С горы скатившись, камень лёг в долине.

Как он упал? Никто не знает ныне —

Сорвался ль он с вершины сам собой,

Иль был низринут волею чужой?

Столетье за столетьем пронеслося:

Никто еще не разрешил вопроса.

15 января 1833; 2 апреля 1857

Стало быть, метафизичность и философичность существовали в русской поэзии задолго до Бродского — он лишь развивал высокие традиции русской поэзии — от «Слова о Полку», Симеона Полоцкого, Ломоносова и Державина, Пушкина и Лермонтова, Тютчева и Фета, Хлебникова, Мандельштама и Пастернака. Более того, эта традиция никогда и не угасала в русской поэзии: ее можно проследить в творчестве поэтов старшего поколения: Николая Заболоцкого, Аркадия Акимовича Штейнберга, Сергея Владимировича Петрова, наших современников Владимира Микушевича и Виктора Кривулина, быть может, менее известных, но не менее даровитых поэтов, чем Бродский, а такие поэты, как Ольга Седакова, Иван Жданов, и многие другие продолжают эту традицию и сегодня.

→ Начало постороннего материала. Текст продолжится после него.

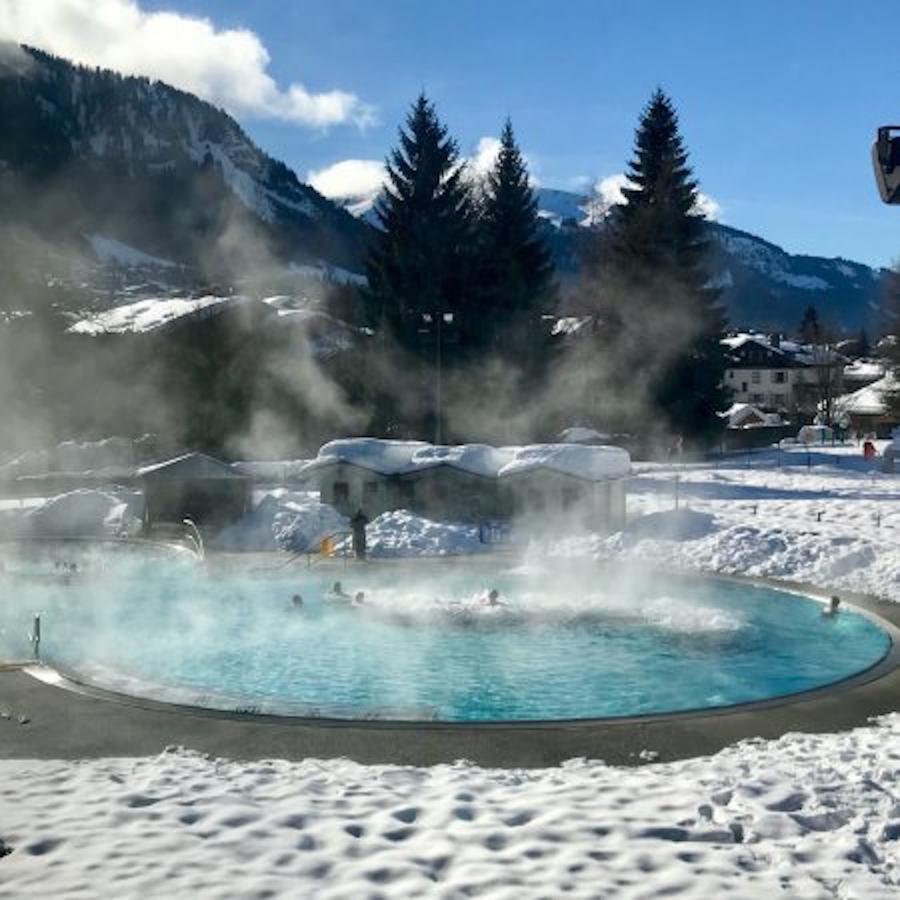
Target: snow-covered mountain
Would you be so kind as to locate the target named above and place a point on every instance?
(133, 173)
(762, 285)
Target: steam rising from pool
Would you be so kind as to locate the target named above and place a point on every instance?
(566, 641)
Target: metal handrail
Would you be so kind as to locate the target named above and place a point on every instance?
(195, 536)
(310, 551)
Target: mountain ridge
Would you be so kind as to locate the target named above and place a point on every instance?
(154, 168)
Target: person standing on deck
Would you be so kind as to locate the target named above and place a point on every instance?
(358, 524)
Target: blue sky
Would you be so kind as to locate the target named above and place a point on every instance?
(778, 100)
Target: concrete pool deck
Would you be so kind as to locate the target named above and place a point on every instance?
(45, 716)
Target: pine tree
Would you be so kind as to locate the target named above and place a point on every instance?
(420, 260)
(656, 273)
(890, 305)
(516, 266)
(810, 328)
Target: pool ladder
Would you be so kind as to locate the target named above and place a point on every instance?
(195, 537)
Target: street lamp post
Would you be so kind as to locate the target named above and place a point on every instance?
(440, 319)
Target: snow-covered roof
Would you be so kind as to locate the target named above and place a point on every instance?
(738, 413)
(191, 465)
(478, 459)
(805, 354)
(861, 369)
(384, 457)
(578, 434)
(870, 400)
(592, 463)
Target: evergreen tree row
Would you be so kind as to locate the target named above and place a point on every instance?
(452, 253)
(459, 271)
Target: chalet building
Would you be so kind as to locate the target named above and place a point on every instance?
(194, 486)
(780, 376)
(868, 410)
(474, 482)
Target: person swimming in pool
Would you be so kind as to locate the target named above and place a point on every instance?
(338, 594)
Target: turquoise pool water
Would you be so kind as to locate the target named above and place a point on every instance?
(573, 641)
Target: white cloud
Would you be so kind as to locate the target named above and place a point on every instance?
(13, 58)
(708, 207)
(608, 192)
(226, 67)
(482, 160)
(349, 178)
(364, 178)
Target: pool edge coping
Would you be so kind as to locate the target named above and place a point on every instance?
(866, 605)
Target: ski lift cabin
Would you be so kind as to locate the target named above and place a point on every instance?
(886, 162)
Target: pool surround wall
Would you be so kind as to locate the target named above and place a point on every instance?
(81, 722)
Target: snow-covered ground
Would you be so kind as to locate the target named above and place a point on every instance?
(824, 516)
(806, 816)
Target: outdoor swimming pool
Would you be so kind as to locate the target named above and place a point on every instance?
(574, 642)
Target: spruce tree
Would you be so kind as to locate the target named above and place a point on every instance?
(516, 266)
(657, 274)
(420, 260)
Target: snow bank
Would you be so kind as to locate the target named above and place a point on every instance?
(400, 533)
(806, 816)
(282, 519)
(113, 453)
(80, 513)
(147, 315)
(835, 523)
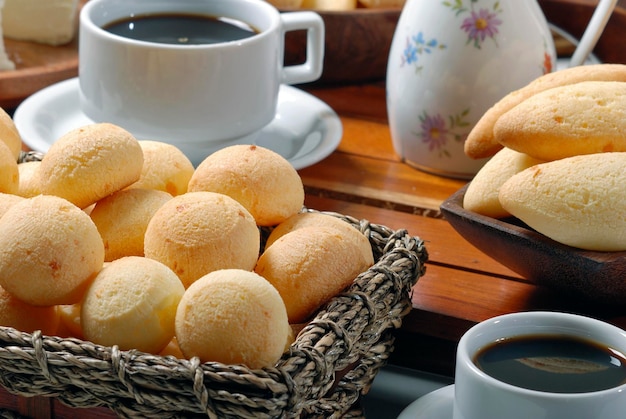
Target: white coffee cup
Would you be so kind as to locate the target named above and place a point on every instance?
(478, 395)
(197, 97)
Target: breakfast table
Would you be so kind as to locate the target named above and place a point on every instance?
(366, 179)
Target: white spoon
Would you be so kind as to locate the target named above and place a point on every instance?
(596, 25)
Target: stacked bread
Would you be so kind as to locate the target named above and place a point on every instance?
(123, 242)
(559, 157)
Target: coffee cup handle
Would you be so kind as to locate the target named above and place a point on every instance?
(311, 69)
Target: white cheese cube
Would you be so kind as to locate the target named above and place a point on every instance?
(50, 22)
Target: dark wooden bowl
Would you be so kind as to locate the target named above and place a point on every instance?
(597, 276)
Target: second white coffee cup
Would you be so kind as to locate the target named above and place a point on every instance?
(479, 395)
(198, 97)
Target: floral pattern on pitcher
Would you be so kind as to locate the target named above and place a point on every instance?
(435, 132)
(417, 45)
(479, 25)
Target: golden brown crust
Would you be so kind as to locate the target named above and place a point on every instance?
(575, 201)
(581, 118)
(481, 141)
(91, 162)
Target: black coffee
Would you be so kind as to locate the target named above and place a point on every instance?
(553, 364)
(181, 29)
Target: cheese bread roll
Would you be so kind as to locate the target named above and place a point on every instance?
(122, 219)
(91, 162)
(310, 265)
(261, 180)
(49, 250)
(9, 134)
(200, 232)
(165, 168)
(234, 317)
(132, 303)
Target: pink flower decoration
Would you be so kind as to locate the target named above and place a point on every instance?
(480, 26)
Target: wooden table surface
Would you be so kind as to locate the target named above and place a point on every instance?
(365, 178)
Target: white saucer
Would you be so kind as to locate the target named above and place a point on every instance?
(435, 405)
(304, 131)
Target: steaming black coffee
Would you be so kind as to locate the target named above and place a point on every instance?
(181, 29)
(554, 364)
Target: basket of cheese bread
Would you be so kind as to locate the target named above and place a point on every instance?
(551, 203)
(132, 280)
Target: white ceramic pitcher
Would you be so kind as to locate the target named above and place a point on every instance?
(450, 61)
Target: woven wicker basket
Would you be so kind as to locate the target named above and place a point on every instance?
(331, 364)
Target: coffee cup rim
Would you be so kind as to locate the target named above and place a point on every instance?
(87, 21)
(570, 323)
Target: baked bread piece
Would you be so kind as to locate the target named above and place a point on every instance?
(122, 219)
(481, 142)
(201, 232)
(132, 303)
(49, 250)
(165, 168)
(91, 162)
(481, 196)
(579, 201)
(234, 317)
(582, 118)
(318, 219)
(261, 180)
(310, 265)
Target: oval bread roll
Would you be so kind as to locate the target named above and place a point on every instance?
(481, 196)
(308, 266)
(317, 219)
(582, 118)
(89, 163)
(579, 201)
(481, 141)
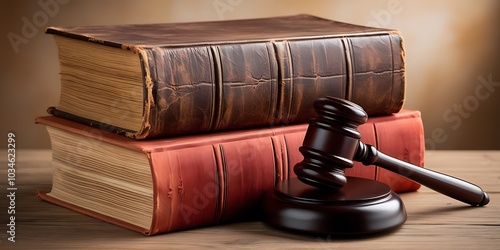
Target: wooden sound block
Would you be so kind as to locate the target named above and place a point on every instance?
(361, 207)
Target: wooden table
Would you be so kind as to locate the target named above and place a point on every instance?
(434, 221)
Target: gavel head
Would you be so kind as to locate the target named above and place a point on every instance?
(330, 143)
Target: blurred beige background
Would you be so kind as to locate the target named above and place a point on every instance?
(452, 49)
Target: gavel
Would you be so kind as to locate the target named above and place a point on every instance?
(323, 200)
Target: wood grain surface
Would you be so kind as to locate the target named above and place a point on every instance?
(434, 221)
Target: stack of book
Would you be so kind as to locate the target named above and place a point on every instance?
(164, 127)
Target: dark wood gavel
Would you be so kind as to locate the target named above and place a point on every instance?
(322, 200)
(332, 142)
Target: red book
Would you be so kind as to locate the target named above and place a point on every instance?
(168, 184)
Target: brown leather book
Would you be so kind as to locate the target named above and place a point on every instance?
(152, 80)
(168, 184)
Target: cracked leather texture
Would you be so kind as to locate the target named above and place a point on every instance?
(223, 75)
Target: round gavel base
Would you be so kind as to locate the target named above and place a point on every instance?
(361, 207)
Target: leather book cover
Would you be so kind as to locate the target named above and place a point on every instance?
(224, 75)
(201, 180)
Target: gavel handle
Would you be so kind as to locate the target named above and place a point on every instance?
(453, 187)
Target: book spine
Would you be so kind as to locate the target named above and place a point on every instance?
(226, 181)
(229, 86)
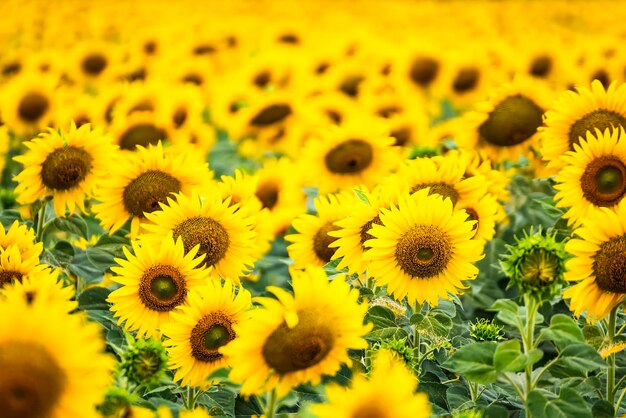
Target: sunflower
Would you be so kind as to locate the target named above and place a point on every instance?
(57, 370)
(28, 103)
(155, 280)
(65, 165)
(297, 339)
(598, 263)
(352, 232)
(576, 113)
(349, 155)
(376, 397)
(423, 249)
(41, 287)
(485, 212)
(139, 181)
(200, 327)
(225, 235)
(13, 267)
(311, 244)
(23, 238)
(595, 174)
(445, 176)
(506, 126)
(278, 188)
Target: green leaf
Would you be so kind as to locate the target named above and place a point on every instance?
(438, 324)
(94, 299)
(385, 325)
(577, 360)
(509, 358)
(563, 330)
(569, 404)
(475, 362)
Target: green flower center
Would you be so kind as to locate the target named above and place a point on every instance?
(423, 251)
(512, 121)
(65, 168)
(162, 288)
(603, 182)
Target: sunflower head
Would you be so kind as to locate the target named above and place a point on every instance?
(536, 264)
(485, 330)
(144, 362)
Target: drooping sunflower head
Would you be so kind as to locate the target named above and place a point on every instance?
(595, 174)
(66, 165)
(506, 126)
(347, 156)
(140, 182)
(225, 235)
(155, 281)
(423, 249)
(598, 264)
(311, 245)
(536, 264)
(55, 370)
(375, 397)
(304, 336)
(201, 327)
(577, 113)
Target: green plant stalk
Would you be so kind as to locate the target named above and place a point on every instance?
(610, 375)
(271, 405)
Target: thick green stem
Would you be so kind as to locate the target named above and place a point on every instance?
(610, 375)
(271, 405)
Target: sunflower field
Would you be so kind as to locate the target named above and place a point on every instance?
(316, 209)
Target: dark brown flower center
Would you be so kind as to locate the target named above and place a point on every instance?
(9, 276)
(601, 119)
(442, 189)
(94, 64)
(423, 251)
(609, 265)
(162, 288)
(604, 181)
(32, 107)
(65, 168)
(541, 66)
(31, 382)
(513, 121)
(211, 236)
(322, 240)
(268, 193)
(211, 332)
(271, 114)
(143, 194)
(466, 79)
(424, 71)
(350, 85)
(143, 134)
(305, 345)
(365, 235)
(351, 156)
(402, 136)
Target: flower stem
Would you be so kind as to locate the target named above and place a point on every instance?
(271, 405)
(610, 375)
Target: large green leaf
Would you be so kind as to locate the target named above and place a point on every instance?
(474, 362)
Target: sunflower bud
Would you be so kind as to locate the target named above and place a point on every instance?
(145, 362)
(484, 330)
(536, 264)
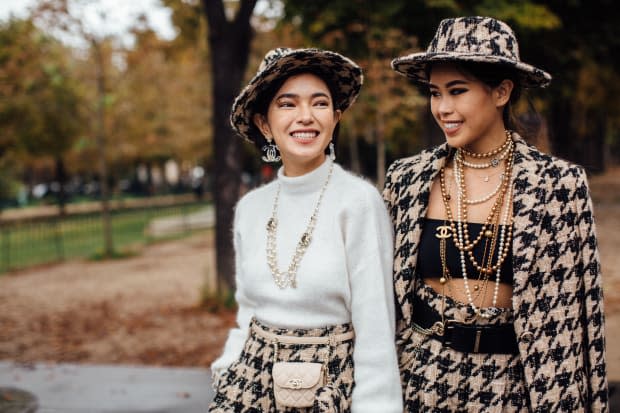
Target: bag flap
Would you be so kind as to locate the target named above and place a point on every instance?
(297, 375)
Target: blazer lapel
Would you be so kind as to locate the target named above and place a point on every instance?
(528, 202)
(412, 212)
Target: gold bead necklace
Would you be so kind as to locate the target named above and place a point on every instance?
(288, 277)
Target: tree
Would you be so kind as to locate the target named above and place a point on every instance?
(40, 110)
(229, 45)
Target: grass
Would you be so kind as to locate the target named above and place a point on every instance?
(38, 242)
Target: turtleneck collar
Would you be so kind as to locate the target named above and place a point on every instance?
(310, 182)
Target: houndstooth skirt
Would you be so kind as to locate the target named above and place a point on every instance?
(247, 385)
(439, 379)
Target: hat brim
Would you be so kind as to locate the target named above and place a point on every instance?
(414, 66)
(346, 76)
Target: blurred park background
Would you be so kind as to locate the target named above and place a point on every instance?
(114, 126)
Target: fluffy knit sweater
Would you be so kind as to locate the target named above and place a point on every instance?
(344, 276)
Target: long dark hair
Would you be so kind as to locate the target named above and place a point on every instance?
(266, 95)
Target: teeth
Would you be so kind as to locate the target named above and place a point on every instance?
(304, 135)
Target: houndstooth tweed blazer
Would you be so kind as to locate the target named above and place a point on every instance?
(557, 292)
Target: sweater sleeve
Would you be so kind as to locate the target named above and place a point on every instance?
(369, 244)
(236, 336)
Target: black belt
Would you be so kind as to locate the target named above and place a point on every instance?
(466, 338)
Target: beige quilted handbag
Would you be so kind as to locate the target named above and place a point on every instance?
(295, 383)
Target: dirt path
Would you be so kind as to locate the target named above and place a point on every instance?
(143, 310)
(140, 310)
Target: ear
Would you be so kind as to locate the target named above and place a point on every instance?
(503, 92)
(337, 115)
(262, 125)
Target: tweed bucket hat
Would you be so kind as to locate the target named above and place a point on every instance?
(472, 39)
(345, 74)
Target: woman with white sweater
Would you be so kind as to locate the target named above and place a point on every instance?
(313, 255)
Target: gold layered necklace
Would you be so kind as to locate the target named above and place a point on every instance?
(497, 228)
(288, 277)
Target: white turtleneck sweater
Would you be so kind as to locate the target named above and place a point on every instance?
(344, 276)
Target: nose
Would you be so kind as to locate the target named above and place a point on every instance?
(305, 114)
(445, 105)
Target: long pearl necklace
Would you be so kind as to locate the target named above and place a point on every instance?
(503, 243)
(288, 278)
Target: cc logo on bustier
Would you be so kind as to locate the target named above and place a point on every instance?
(443, 231)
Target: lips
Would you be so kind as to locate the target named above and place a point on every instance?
(304, 135)
(451, 128)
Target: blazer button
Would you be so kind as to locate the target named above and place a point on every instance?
(527, 337)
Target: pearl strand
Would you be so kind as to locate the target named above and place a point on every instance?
(501, 245)
(288, 278)
(493, 163)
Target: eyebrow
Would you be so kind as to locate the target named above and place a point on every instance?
(449, 84)
(295, 96)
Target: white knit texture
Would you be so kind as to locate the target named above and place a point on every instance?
(344, 276)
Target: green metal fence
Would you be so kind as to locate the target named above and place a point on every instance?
(35, 241)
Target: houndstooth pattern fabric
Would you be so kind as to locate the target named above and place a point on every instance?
(281, 62)
(474, 39)
(247, 385)
(439, 379)
(557, 293)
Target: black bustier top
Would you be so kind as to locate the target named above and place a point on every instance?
(429, 260)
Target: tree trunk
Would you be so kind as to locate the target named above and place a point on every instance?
(354, 153)
(108, 246)
(61, 178)
(229, 43)
(380, 149)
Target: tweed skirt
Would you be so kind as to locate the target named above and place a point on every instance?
(439, 379)
(247, 385)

Иосиф Бродский — несомненно выдающийся поэт и бесспорно новатор, на творчестве которого мы остановимся подробнее чуть позже, который в числе прочего, отталкиваясь от творчества английских поэтов-метафизиков, в первую очередь от Джона Донна и Джорджа Герберта, привил русскому стиху такое сочетание конкретного и абстрактного, возвышенного и земного, даже заземленного, которое было свойственно русской поэзии XVII–XIX веков, и в особенности, поэзии Ломоносова и Державина, но в советское время было утрачено.